Biotechnology Research Center, Department of Biotechnology, Toyama Prefectural University, Imizu, Japan.
Anal Biochem. 2010 Nov 1;406(1):19-23. doi: 10.1016/j.ab.2010.06.045. Epub 2010 Jul 1.
This article describes a successful application of l-lysine epsilon-oxidase (EC 1.4.3.20) for l-lysine determination. l-Lysine epsilon-oxidase was isolated from culture supernatant of Marinomonas mediterranea NBRC 103028(T) and was used for l-lysine determination. Comparison of the characteristics of l-lysine epsilon-oxidase with l-lysine alpha-oxidase, a commercial enzyme used for l-lysine determination, suggests that the use of l-lysine epsilon-oxidase would be more valuable for the determination of l-lysine because of its selectivity and sensitivity, especially in samples with low l-lysine concentration. The enzyme acted only on l-lysine and l-ornithine, to which the relative activity was only 3.4% of that on l-lysine. The value obtained by the colorimetric assay using l-lysine epsilon-oxidase and horseradish peroxidase was not affected by l-ornithine. The enzyme also shows a higher affinity for l-lysine (K(m)=0.0018mM). l-Lysine determination using l-lysine epsilon-oxidase in human plasma and serum was examined. The measured values were close to values determined by instrumental analyses using the precolumn AccQ.Tag Ultra Derivatization Kit. These results suggest that l-lysine epsilon-oxidase can be used for diagnosis based on plasma l-lysine concentration. This is the first report on the application of l-lysine epsilon-oxidase.

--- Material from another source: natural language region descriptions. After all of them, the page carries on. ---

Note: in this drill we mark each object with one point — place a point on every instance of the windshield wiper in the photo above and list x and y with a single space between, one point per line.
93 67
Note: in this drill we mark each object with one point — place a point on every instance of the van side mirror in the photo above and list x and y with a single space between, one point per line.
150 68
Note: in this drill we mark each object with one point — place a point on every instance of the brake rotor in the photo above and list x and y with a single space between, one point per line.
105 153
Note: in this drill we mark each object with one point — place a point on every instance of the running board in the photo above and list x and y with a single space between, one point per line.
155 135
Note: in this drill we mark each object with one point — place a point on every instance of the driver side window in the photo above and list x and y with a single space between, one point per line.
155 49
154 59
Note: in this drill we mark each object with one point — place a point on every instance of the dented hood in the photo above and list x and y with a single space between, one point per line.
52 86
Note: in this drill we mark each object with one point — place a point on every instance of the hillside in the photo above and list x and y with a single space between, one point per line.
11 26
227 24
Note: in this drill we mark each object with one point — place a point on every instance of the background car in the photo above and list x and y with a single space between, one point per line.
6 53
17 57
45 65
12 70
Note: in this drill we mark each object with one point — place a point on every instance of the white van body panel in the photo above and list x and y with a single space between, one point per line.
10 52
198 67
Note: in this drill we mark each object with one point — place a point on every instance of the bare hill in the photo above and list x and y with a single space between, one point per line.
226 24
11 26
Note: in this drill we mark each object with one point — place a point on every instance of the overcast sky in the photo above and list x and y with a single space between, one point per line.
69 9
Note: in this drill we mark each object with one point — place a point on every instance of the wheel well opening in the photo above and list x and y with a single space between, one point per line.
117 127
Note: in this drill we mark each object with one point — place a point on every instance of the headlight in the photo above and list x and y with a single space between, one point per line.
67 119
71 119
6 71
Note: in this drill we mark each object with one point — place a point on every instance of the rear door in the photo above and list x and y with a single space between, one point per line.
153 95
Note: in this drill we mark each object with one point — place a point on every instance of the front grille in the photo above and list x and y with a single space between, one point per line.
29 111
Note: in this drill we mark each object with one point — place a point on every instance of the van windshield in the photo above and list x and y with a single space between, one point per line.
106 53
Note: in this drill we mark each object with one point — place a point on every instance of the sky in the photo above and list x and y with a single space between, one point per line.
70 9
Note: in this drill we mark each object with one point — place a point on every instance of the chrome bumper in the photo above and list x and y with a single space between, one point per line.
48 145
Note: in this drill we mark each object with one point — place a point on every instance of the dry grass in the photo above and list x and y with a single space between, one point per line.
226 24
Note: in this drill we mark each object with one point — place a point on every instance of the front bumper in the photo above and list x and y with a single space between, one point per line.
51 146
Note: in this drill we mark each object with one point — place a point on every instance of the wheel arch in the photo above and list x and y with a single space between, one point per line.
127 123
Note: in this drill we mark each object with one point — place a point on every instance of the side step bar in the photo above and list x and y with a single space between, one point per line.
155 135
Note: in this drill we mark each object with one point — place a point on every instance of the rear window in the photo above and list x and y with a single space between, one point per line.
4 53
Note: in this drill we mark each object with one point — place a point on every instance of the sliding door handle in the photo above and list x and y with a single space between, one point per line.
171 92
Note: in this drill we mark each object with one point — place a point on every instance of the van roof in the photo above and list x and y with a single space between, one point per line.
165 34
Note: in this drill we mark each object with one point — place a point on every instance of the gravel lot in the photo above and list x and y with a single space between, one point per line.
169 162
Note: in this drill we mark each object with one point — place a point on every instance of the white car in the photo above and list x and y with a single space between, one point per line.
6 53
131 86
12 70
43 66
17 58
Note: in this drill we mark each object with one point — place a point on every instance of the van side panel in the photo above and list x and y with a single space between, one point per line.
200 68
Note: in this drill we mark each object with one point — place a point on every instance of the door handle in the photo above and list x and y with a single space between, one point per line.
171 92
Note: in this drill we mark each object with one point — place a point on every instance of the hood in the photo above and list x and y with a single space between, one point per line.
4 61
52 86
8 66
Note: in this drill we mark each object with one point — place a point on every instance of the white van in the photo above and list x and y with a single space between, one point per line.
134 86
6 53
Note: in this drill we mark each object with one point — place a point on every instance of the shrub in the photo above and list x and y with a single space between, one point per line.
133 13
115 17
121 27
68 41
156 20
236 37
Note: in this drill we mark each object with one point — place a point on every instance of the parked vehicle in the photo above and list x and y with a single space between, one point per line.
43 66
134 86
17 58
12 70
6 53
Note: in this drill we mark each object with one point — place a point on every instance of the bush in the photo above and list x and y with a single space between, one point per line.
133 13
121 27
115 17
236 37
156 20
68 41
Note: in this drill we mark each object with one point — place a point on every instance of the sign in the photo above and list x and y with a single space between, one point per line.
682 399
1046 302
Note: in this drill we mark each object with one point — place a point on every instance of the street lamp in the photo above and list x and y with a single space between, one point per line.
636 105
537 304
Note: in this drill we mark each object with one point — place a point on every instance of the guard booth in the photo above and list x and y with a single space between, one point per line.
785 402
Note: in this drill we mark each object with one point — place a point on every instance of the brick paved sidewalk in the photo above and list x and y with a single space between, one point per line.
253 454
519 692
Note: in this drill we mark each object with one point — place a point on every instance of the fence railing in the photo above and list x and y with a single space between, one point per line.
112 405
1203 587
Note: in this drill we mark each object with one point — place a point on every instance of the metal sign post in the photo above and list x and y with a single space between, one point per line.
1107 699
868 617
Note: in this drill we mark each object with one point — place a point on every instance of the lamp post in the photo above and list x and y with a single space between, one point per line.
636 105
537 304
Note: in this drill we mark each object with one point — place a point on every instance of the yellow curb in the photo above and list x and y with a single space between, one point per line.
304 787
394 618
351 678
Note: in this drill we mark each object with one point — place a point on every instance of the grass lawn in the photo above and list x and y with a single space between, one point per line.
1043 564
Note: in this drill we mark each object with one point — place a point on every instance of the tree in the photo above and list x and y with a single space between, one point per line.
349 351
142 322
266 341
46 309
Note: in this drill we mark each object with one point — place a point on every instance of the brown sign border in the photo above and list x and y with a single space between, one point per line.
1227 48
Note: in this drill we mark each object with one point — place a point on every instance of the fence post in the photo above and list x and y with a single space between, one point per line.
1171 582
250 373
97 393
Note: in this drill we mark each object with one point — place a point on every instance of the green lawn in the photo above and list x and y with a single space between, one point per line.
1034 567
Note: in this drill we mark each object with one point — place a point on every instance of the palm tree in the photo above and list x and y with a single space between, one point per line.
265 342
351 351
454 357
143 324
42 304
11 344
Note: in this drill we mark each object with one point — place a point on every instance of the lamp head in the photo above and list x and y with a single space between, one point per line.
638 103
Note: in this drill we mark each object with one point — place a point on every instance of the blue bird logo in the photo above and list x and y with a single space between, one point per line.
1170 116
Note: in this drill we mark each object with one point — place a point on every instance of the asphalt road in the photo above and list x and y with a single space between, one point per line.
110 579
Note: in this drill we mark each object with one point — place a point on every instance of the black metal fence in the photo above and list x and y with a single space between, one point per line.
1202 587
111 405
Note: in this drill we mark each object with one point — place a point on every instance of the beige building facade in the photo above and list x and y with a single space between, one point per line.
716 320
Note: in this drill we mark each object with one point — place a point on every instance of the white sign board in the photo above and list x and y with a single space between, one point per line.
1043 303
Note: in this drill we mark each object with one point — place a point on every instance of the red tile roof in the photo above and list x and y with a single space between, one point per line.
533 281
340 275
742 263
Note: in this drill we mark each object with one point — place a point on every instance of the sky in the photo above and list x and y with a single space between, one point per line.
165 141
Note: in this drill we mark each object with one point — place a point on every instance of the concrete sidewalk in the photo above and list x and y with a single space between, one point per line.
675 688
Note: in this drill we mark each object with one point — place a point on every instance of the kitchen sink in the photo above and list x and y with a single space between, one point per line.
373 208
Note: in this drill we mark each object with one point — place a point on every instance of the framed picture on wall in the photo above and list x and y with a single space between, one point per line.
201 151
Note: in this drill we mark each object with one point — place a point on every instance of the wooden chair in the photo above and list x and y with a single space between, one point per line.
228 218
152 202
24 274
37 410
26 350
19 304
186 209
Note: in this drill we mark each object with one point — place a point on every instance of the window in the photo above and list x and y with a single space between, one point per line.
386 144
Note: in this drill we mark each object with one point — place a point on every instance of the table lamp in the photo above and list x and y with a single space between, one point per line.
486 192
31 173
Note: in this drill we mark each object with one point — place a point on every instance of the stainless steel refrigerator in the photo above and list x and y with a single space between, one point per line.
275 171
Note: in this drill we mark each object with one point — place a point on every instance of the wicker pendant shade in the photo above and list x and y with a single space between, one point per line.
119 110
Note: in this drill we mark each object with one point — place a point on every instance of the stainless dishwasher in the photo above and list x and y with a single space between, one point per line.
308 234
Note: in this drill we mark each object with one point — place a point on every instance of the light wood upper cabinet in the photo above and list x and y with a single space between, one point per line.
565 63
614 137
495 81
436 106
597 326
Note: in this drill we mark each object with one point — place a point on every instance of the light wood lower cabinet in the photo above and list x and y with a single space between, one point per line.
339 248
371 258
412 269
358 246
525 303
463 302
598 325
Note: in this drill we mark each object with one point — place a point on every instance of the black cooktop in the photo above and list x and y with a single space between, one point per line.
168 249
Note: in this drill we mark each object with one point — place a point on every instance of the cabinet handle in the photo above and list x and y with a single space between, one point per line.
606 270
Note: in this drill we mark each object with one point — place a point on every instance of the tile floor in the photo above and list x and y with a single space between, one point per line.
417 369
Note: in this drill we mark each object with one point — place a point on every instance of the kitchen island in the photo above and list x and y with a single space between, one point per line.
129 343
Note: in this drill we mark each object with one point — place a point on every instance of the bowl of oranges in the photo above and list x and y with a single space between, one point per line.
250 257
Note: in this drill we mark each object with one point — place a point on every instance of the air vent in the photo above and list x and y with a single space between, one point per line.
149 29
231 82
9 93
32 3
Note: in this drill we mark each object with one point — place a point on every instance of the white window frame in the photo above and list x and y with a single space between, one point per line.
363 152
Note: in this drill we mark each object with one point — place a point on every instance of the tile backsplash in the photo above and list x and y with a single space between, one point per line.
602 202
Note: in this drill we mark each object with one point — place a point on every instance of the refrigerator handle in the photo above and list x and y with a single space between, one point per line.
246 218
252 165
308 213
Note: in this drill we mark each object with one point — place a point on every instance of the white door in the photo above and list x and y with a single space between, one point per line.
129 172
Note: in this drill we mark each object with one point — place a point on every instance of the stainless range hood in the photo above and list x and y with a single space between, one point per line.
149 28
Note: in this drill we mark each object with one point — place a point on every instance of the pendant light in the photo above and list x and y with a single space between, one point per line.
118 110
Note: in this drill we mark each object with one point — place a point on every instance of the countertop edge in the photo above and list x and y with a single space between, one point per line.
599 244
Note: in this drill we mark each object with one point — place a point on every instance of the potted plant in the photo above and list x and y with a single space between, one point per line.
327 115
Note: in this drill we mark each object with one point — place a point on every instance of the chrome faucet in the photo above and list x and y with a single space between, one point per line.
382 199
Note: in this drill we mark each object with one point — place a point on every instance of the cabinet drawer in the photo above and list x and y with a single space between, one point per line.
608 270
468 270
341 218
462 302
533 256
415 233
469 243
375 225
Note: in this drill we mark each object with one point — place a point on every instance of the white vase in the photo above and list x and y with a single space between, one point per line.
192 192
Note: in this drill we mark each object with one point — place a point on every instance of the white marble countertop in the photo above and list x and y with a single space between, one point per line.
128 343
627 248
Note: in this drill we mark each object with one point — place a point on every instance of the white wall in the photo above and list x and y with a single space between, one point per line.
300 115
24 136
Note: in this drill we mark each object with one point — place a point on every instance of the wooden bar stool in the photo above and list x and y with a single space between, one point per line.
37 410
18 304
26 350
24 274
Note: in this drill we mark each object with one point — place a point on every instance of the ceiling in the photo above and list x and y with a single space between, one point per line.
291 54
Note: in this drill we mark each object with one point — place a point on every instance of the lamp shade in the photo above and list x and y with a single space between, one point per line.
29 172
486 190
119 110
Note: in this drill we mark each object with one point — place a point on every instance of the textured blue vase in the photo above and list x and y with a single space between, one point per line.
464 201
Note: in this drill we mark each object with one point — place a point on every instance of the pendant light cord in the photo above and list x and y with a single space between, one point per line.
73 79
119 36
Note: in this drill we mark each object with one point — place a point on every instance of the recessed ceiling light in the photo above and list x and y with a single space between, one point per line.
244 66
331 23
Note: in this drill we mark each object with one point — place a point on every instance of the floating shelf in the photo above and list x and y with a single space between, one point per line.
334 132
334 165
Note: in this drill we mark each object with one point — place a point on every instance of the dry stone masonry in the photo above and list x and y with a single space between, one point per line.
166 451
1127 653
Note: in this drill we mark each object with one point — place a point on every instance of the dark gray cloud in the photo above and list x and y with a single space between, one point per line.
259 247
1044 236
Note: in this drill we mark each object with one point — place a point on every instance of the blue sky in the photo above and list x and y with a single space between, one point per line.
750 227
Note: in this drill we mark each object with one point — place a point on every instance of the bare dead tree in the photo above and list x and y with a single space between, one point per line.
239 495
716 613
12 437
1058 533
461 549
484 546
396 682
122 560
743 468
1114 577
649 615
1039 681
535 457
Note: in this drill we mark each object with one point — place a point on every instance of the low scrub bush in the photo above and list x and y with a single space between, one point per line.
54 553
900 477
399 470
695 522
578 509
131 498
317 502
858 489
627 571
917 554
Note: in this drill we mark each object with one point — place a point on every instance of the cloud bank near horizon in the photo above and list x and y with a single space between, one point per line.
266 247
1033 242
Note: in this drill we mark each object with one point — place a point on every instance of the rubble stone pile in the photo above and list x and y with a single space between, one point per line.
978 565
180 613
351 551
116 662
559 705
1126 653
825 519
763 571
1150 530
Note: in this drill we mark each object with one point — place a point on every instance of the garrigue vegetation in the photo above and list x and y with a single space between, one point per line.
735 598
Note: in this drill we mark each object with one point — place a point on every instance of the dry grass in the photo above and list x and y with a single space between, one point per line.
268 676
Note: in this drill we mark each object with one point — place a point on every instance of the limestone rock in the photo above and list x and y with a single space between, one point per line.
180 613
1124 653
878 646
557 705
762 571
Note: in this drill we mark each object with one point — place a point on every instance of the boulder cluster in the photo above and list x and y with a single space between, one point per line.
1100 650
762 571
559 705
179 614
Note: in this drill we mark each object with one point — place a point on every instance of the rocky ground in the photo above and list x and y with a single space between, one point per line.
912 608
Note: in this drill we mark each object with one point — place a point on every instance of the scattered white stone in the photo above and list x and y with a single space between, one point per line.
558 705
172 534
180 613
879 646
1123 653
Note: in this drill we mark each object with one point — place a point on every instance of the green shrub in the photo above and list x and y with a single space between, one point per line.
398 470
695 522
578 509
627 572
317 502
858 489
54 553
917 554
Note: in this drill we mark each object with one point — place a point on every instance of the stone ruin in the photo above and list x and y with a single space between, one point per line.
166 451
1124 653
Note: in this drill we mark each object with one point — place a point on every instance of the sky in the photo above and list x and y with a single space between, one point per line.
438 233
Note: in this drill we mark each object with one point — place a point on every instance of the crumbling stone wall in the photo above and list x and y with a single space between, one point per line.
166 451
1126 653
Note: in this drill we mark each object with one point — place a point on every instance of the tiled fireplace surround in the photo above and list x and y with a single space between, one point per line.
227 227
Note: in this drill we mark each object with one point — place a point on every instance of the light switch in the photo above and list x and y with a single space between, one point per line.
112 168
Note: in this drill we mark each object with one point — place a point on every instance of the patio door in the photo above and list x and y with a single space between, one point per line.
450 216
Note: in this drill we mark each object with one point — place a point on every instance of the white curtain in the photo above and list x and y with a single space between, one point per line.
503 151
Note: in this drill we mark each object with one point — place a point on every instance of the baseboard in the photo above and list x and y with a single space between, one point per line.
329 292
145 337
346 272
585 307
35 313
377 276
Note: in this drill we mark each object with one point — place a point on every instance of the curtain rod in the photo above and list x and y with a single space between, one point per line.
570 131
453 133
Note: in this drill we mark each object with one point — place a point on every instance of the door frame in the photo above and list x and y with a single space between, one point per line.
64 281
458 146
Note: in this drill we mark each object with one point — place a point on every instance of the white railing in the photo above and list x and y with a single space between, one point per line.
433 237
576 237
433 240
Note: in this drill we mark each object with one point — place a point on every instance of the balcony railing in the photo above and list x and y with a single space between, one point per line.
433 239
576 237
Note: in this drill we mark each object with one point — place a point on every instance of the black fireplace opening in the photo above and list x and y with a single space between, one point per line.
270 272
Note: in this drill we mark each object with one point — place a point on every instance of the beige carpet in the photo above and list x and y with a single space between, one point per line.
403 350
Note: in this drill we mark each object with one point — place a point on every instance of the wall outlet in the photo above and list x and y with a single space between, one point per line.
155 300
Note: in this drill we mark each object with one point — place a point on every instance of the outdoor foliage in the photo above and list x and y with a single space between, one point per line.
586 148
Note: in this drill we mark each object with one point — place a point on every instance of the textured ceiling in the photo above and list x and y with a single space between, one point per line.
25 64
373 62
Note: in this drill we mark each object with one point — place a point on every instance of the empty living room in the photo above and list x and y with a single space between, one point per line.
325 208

本文描述了 l-赖氨酸 ε-氧化酶(EC 1.4.3.20)在 l-赖氨酸测定中的成功应用。l-赖氨酸 ε-氧化酶从 Marinomonas mediterranea NBRC 103028(T)的培养上清液中分离出来,并用于 l-赖氨酸的测定。与用于 l-赖氨酸测定的商业酶 l-赖氨酸 α-氧化酶的特性比较表明,由于其选择性和灵敏度,特别是在低 l-赖氨酸浓度的样品中,使用 l-赖氨酸 ε-氧化酶进行 l-赖氨酸测定将更有价值。该酶仅作用于 l-赖氨酸和 l-鸟氨酸,对其相对活性仅为 l-赖氨酸的 3.4%。使用 l-赖氨酸 ε-氧化酶和辣根过氧化物酶进行比色测定所获得的值不受 l-鸟氨酸的影响。该酶对 l-赖氨酸的亲和力也更高(K(m)=0.0018mM)。对人血浆和血清中的 l-赖氨酸进行了使用 l-赖氨酸 ε-氧化酶的测定。测定值与使用 AccQ.Tag Ultra 衍生试剂盒的仪器分析所确定的值接近。这些结果表明,l-赖氨酸 ε-氧化酶可用于基于血浆 l-赖氨酸浓度的诊断。这是关于 l-赖氨酸 ε-氧化酶应用的首次报道。